All of this is assuming that it's Profx2 uses for each cantrip. If they're actually sharing one singular pool of uses, even 4 might still be too limited.
 

I am sympathetic to a desire to rein in caster power a little, so I'd say uses per short rest. Perhaps proficiency x2? That's few enough that at low levels, there's a reasonable concern that you might run out, without being so few that you're always running out. And by the time you're getting 12 uses per short rest, you're already a very powerful spellcaster, so the fact that the "limitation" has mostly vanished doesn't seem like an issue to me.

Might increase the duration on some of the light-creating cantrips, particularly dancing lights since it giving only 4 min/SR is...pretty harshly limited. I'd say allow light to last 4 hours and dancing lights to be Concentration up to...maybe half an hour? That way, snuffing out your source of magical light is still a cost, but not a huge one.

All of this is assuming that it's Profx2 uses for each cantrip. If they're actually sharing one singular pool of uses, even 4 might still be too limited.
To my mind, giving pb*2 uses per cantrip per short rest is effectively not limiting them at all.

Having 6 uses of Light and 6 uses of Mage Hand per short rest really isn't going to affect how often you make use of either.

But you did ask a good question, are we talking a pool (like spell slots) or per cantrip?
I guess that makes me consider the roll-to-cast model, per cantrip.
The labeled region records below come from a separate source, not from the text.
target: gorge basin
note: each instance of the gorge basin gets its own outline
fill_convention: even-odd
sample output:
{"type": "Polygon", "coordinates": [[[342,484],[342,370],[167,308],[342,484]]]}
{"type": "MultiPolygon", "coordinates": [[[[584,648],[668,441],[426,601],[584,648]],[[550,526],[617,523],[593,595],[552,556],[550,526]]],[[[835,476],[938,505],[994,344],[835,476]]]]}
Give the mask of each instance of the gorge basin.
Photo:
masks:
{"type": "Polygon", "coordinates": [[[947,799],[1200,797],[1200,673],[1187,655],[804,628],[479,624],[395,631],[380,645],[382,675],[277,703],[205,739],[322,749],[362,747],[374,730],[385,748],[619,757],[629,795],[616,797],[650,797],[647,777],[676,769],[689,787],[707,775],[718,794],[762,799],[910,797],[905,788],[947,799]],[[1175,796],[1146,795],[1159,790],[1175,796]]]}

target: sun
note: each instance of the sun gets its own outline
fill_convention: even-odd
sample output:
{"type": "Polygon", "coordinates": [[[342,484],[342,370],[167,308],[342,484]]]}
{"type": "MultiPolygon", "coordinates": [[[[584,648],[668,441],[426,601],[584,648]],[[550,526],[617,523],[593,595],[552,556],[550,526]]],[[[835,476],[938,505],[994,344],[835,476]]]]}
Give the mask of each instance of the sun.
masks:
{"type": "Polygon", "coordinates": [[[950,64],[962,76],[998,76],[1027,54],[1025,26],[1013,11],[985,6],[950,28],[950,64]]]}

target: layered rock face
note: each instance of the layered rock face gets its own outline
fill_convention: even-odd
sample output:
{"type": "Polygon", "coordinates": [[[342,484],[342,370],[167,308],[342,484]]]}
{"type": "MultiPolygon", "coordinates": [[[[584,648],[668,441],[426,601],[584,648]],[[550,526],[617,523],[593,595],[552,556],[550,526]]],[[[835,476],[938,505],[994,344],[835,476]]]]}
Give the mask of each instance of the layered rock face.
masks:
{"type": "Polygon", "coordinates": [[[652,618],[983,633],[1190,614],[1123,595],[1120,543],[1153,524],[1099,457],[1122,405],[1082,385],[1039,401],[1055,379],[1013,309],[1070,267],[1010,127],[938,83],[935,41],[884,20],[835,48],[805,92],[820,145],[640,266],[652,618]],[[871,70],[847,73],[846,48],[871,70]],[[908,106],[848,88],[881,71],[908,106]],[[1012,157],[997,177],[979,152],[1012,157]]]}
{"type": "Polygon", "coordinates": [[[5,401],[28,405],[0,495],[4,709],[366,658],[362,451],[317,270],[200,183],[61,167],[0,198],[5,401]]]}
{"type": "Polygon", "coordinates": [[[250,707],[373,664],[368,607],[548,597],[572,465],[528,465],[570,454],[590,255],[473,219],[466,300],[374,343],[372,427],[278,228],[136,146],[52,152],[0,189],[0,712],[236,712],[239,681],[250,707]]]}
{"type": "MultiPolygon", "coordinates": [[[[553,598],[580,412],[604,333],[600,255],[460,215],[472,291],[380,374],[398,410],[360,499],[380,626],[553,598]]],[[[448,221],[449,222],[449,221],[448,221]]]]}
Hm.
 
Last edited:

To my mind, giving pb*2 uses per cantrip per short rest is effectively not limiting them at all.

Having 6 uses of Light and 6 uses of Mage Hand per short rest really isn't going to affect how often you make use of either.

But you did ask a good question, are we talking a pool (like spell slots) or per cantrip?
I guess that makes me consider the roll-to-cast model, per cantrip. Hm.
At first level, it's only 4. It's only when you hit level 5 that it becomes 6/SR. It isn't until you hit level 9 that it becomes any higher, at which point limiting cantrips doesn't seem like it's that big a thing. Not sure why you thought it would be 6 to start with?

And, again, I'm not really seeing how this ISN'T limiting. Any cantrip that requires concentration is already going to be pretty harshly limited, especially since taking short rests is such a huge ask (a full hour of doing functionally nothing at all is a pretty steep cost!) That's six and only six mage hands, and given most groups never take more than two short rests a day (and sometimes less), that means a maximum of 12 mage hands in an entire day.

Limiting it down to PB/sr is extremely limiting. Now you get two lights, two, and then you're out, until you spend a whole hour doing nothing. Six total for an entire day until you hit level 5.
 

Invoking Grod's Law* here- if you limit a cantrip like Light to the point that it can't replace torches, thus forcing people to have torches, nobody is likely to take Light, at which point you may as well have just banned it.

*To summarize, balancing mechanics by making them annoying to use tends to lead to people not engaging with said mechanics in the first place.